Kafka

Setup

We will be using a virtual machine in the faculty's cloud.

When creating a virtual machine in the Launch Instance window:

Name your VM using the following convention: cc_lab<no>_<username>, where <no> is the lab number and <username> is your institutional account.
Select Boot from image in Instance Boot Source section
Select CC 2024-2025 in Image Name section
Select the m1.xlarge flavor.

In the base virtual machine:

Download the laboratory archive from here. Use: wget https://repository.grid.pub.ro/cs/cc/laboratoare/lab-kafka.zip to download the archive.
Extract the archive.
Run the setup script bash lab-kafka.sh.

$ # download the archive
$ wget https://repository.grid.pub.ro/cs/cc/laboratoare/lab-kafka.zip
$ unzip lab-kafka.zip
$ # run setup script; it may take a while
$ bash lab-kafka.sh

Before we start

What is Kafka?

Apache Kafka is an open-source distributed event streaming platform used to build real-time data pipelines and streaming applications. Originally developed at LinkedIn and later open-sourced through the Apache Software Foundation, Kafka is designed for high-throughput, low-latency handling of real-time data feeds.

The key features that Kafka provides are:

High throughput: Kafka can handle millions of messages per second
Scalability: Kafka clusters can scale horizontally by adding more brokers and partitions
Durability: Data is persisted on disk and replicated across multiple brokers for fault tolerance

We will explain each keyword in the following chapters.

Why do we need Kafka?

Kafka is used entensively across industries and domains that require real-time data streaming, reliable data pipelines and scalable system architectures.

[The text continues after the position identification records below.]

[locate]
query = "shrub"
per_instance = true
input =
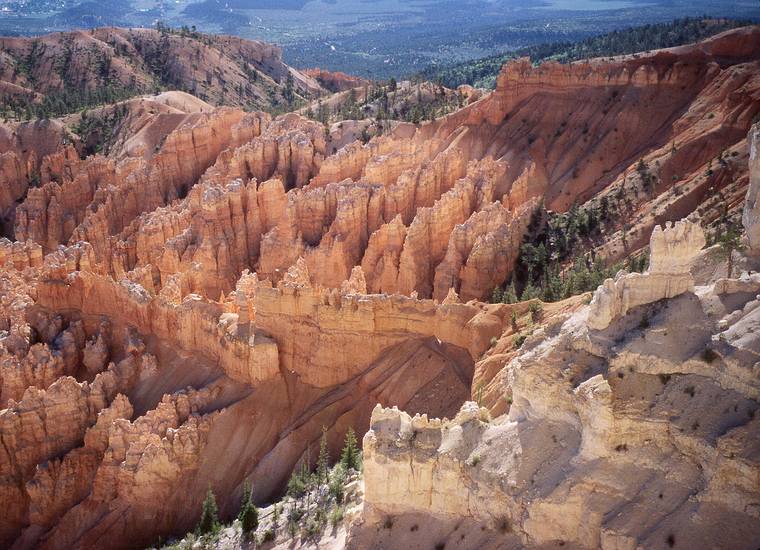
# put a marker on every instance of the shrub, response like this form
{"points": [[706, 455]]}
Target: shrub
{"points": [[350, 457], [337, 484], [520, 340], [336, 515]]}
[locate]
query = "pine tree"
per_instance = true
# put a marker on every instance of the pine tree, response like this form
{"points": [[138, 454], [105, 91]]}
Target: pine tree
{"points": [[248, 515], [209, 522], [729, 242], [350, 456], [510, 294], [323, 462]]}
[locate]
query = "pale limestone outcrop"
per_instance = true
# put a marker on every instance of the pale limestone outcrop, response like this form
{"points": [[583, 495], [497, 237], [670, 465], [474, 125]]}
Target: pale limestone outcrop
{"points": [[637, 438], [356, 283], [671, 252], [751, 214]]}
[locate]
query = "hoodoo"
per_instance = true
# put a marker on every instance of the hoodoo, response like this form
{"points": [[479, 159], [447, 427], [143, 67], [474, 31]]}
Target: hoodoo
{"points": [[198, 297]]}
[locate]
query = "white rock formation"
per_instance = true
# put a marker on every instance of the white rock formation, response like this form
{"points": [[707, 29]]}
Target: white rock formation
{"points": [[642, 437], [751, 214], [671, 252]]}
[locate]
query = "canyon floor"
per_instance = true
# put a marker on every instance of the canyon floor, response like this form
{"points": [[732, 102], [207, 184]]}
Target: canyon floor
{"points": [[191, 294]]}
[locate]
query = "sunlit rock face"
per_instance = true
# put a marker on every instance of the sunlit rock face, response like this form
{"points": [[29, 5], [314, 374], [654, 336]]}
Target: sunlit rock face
{"points": [[193, 306]]}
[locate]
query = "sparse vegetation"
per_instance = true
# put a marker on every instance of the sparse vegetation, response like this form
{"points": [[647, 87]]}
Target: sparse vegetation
{"points": [[482, 72]]}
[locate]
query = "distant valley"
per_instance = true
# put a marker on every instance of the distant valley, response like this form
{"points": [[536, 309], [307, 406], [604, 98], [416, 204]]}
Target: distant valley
{"points": [[370, 39]]}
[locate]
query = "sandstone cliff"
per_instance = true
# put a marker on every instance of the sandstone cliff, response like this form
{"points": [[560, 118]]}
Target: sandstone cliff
{"points": [[613, 438], [190, 307]]}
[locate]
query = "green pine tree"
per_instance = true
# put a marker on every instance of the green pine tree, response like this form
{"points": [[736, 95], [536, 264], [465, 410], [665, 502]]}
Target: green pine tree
{"points": [[248, 515], [323, 462], [209, 522], [729, 242], [350, 456]]}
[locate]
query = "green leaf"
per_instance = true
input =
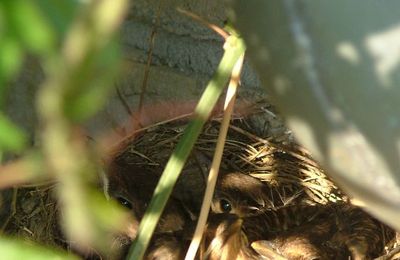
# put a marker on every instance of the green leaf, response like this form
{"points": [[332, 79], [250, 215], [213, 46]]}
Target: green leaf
{"points": [[58, 13], [13, 249], [27, 23], [234, 49], [12, 138]]}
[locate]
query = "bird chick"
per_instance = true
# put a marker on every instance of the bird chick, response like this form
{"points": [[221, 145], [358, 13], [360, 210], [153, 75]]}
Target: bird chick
{"points": [[240, 194], [333, 231], [133, 187], [224, 239]]}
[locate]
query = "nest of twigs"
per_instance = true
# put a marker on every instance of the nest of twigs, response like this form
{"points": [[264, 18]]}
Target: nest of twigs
{"points": [[273, 158]]}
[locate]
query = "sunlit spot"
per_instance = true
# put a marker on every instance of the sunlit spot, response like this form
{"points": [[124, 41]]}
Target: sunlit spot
{"points": [[348, 52], [384, 47]]}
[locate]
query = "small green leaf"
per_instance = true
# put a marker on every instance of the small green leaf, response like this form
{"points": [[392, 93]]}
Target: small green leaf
{"points": [[12, 138], [13, 249], [58, 13], [27, 23]]}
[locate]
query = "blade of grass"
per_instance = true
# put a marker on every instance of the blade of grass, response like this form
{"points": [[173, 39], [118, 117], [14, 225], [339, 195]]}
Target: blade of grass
{"points": [[234, 48], [212, 177]]}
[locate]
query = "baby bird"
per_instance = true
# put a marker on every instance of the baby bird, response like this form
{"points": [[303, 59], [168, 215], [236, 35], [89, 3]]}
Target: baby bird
{"points": [[133, 187], [240, 194], [336, 231]]}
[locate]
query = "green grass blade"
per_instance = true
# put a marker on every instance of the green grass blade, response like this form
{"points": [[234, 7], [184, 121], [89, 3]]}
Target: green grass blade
{"points": [[234, 48]]}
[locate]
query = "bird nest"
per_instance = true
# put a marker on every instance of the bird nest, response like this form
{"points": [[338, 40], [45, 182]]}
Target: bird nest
{"points": [[269, 154]]}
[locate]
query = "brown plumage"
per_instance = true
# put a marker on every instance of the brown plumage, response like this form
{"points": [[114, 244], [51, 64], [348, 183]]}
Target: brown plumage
{"points": [[133, 187], [334, 231]]}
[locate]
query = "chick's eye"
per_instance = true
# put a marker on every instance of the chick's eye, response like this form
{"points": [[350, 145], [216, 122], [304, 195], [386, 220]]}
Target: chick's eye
{"points": [[124, 202], [225, 205]]}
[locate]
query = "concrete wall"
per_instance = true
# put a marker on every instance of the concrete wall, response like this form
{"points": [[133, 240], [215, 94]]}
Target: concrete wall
{"points": [[185, 55]]}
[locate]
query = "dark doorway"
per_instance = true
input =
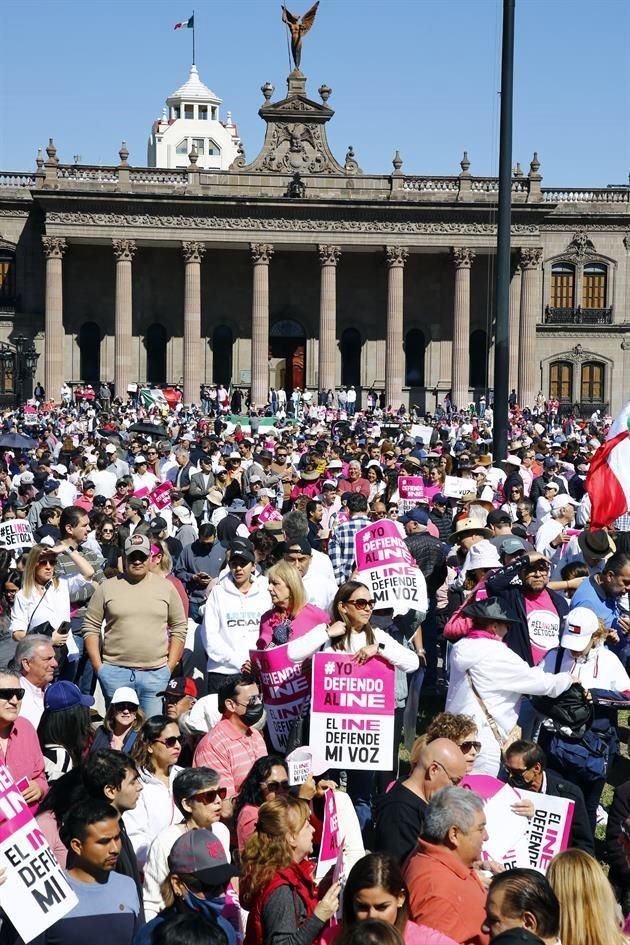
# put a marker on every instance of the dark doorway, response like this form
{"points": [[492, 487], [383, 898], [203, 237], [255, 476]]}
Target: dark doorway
{"points": [[155, 343], [90, 349], [222, 342], [288, 355]]}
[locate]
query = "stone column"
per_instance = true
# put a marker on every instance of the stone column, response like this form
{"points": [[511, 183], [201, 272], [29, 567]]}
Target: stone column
{"points": [[514, 329], [394, 355], [54, 248], [460, 359], [124, 252], [329, 257], [261, 257], [528, 366], [193, 254]]}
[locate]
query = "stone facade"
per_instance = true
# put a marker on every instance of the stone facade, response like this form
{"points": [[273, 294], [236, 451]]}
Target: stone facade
{"points": [[297, 269]]}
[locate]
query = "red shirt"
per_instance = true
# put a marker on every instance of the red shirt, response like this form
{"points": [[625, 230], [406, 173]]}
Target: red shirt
{"points": [[445, 894]]}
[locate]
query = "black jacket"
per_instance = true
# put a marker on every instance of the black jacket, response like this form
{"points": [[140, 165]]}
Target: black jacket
{"points": [[501, 584]]}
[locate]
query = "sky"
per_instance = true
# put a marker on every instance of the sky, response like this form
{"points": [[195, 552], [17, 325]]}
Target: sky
{"points": [[418, 76]]}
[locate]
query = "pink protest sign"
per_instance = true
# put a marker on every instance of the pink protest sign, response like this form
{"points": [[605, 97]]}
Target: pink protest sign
{"points": [[284, 689], [352, 713], [380, 544]]}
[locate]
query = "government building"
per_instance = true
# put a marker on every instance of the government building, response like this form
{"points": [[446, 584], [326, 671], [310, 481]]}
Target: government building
{"points": [[293, 268]]}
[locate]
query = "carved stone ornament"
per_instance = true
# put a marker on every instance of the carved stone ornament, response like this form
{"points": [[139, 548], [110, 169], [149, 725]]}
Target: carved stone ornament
{"points": [[531, 257], [54, 246], [193, 252], [329, 255], [396, 256], [261, 253], [275, 224], [463, 257], [124, 250]]}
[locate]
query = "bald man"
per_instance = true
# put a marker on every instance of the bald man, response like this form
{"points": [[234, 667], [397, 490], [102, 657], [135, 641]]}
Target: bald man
{"points": [[400, 813]]}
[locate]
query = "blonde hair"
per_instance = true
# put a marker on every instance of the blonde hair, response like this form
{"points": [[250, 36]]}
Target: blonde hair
{"points": [[589, 914], [284, 571], [268, 849], [28, 581]]}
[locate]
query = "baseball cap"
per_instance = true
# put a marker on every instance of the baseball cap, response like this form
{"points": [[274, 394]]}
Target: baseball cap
{"points": [[125, 694], [579, 626], [200, 853], [138, 543], [64, 695], [180, 686]]}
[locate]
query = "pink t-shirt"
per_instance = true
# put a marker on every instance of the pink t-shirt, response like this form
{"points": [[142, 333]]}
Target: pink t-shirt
{"points": [[543, 624]]}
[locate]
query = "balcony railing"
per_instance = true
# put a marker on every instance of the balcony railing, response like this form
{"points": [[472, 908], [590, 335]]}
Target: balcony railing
{"points": [[578, 316]]}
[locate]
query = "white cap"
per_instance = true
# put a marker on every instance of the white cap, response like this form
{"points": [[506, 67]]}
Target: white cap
{"points": [[579, 626], [125, 694]]}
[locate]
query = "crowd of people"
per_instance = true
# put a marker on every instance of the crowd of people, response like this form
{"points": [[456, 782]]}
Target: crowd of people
{"points": [[168, 545]]}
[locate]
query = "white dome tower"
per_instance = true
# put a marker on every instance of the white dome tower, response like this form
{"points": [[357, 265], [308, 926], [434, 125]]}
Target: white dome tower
{"points": [[192, 117]]}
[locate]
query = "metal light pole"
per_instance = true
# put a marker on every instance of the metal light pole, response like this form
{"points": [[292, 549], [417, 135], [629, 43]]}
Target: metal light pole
{"points": [[502, 284]]}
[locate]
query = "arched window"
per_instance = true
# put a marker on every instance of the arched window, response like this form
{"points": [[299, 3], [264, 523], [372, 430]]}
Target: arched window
{"points": [[350, 347], [478, 358], [90, 349], [562, 293], [592, 385], [561, 381], [414, 358], [222, 342], [155, 343], [594, 280]]}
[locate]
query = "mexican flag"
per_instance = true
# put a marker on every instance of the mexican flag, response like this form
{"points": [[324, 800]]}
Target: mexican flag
{"points": [[608, 480]]}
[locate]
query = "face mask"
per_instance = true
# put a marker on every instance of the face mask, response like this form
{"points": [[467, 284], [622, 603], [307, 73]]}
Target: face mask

Here is a list of companies that use Kafka in their tech stack:

Netflix
- monitors streaming quality and buffer times
- delivers recommendations based on recent watch history
- trigger adaptive bitrate switching based on network conditions
Riot Games (League of Legends)
- track millions of in-game events per second
- analyze performance, gameplay balance and user engagement
- push live updates without interrupting gameplay
Uber
- tracks driver location for live updates
- updates trip status (driver on the way, trip completed)
- ETA calculations, route updates and dynamic pricing (surge)
Adobe
- part of the Pipeline solution in Adobe Experience Platform
- processes hundreds of billions of messages each day
- replicates messages across 15 different data centers in AWS, Azure, and on-prem

Kafka is powerful, but what are the alternatives?

Some of the most commonly used Kafka alternatives are RabbitMQ, Redis and ActiveMQ.

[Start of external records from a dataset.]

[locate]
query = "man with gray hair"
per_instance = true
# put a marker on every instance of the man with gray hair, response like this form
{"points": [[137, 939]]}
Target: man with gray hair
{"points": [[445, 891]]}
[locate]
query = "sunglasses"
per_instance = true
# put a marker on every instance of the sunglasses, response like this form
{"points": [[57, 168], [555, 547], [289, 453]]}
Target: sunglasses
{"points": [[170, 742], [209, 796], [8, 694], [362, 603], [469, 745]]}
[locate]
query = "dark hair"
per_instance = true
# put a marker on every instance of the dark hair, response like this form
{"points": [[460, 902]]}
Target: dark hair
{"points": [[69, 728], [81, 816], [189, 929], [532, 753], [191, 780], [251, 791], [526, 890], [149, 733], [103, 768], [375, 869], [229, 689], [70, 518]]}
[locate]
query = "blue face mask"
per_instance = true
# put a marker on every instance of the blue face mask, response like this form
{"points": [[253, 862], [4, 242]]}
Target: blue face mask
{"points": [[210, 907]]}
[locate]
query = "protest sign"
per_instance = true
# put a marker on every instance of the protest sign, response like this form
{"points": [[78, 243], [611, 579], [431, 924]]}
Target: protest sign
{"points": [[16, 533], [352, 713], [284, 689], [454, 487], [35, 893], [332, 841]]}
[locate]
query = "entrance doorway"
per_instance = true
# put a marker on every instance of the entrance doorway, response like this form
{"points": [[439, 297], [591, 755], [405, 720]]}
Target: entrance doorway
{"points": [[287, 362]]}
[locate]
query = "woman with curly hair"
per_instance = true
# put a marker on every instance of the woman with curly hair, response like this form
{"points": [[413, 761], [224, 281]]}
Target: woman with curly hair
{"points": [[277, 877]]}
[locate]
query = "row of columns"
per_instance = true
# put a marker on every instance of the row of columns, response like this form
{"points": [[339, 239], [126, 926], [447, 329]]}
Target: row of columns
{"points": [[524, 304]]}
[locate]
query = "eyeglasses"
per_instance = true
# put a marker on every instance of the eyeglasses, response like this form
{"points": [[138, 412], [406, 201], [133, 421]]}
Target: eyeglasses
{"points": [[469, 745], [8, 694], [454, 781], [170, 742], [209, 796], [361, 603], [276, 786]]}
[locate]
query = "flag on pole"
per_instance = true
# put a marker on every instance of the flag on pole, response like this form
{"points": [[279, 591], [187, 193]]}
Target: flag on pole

RabbitMQ is a traditional message broker. It's key features are:

Supports multiple messaging protocols: includes AMQP, MQTT, STOMP or Pub/Sub
User-friendly setup and management: the system is designed to ensure an easier setup and management
High Availability (HA) Cluster Support: includes native support for HA clusters, ensuring redundancy and fault tolerance to keep the messaging system operational
Built-in Monitoring Web UI: a web-based user interface is available by default for real-time monitoring
Message prioritization: critical messages are processed first, ensuring more important tasks to be handled promptly even in high traffic conditions

Why Kafka might be better:

Lower throughput compared to Kafka: performance may not match Kafka's copabilities, especially in high-throughput scenarios
Scalability Challenges: may encounter operational difficulties and performance bottlenecks when deployed at large scale or under heavy load
RabbitMQ is designed with simplicity in mind, making it ideal for lightweight messaging scenarios rather than complex, large-scale data streaming architectures

Redis is an open-source, in-memory data structure store that is often used as a cache, message broker or key-value store. It is designed to provide fast access to data by keeping it in memory rather than on disk. It's key features are:

Exceptional throughput: capable of handling a large number of operations per second with ease
Ultra-low Latency: delivers minimal delay for fast data retrieval and processing
Memory efficient: optimized to make the most of available memory for better resource usage
High Availability (HA) Cluster support: offers support for HA through clustering, ensuring system uptime and redundancy

Why Kafka might be better:

Not designed for persistence: Primarily intended for in-memory use and not optimized for long-term data storage
Higher throughput than RabbitMQ, but slower than Kafka with persistence: while Redis offers better throughput than RabbitMQ, enabling persistence can slow it down compared to Kafka

ActiveMQ is an open-source mesage broker developed by Apache that facilitates communication between distributed systems by enabling asynchronous message passing. It's key features are:

Supports multiple messaging protocols: includes AMQP, MQTT, STOMP or Pub/Sub
Message persistence: ensures reliable message storage for durability and recovery
High Availability (HA) cluster support: provides robust clustering features for redundancy and fault tolerance
Highly customizable: offers extensive configuration options to tailor the system to specific needs
Built-in Monitoring Web UI: a web-based user interface is available by default for real-time monitoring

Why Kafka might be better:

Lowest performance: Offers the least performance compared to other alternatives
Complex setup and configuration: requires significant effor for setup and fine-tuning
High resource consumptions: demands considerable system resources for optimal operation
Challenges with Horization Scalability: struggles to scale efficiently across multiple nodes

	Kafka	RabbitMQ	Redis	ActiveMQ
Performance	Very High	Moderate	High	Moderate to High
Latency	Low	Low to Moderate	Very Low	Moderate
Persistence	Strong (Log-based)	Optional	Limited (Volatile)	Optional (Persistent or Non-Persistent)
Scalability	Excellent (Horizontal)	Moderate to High	Moderate (Single-node)	Moderate

What tools we will use?

In this lab, we'll use two docker containers: the kafka broker and a third-party tool for UI visualization, called kafka-ui. For the coding (tutorial and exercises), we'll use Python3 with the confluent-kafka package.

note

kafka-ui is not an official tool, but a visualization tool designed and developed by the community, useful in the development process.

info

kafka-ui is a web application, already configured in your VM to run on localhost:8080.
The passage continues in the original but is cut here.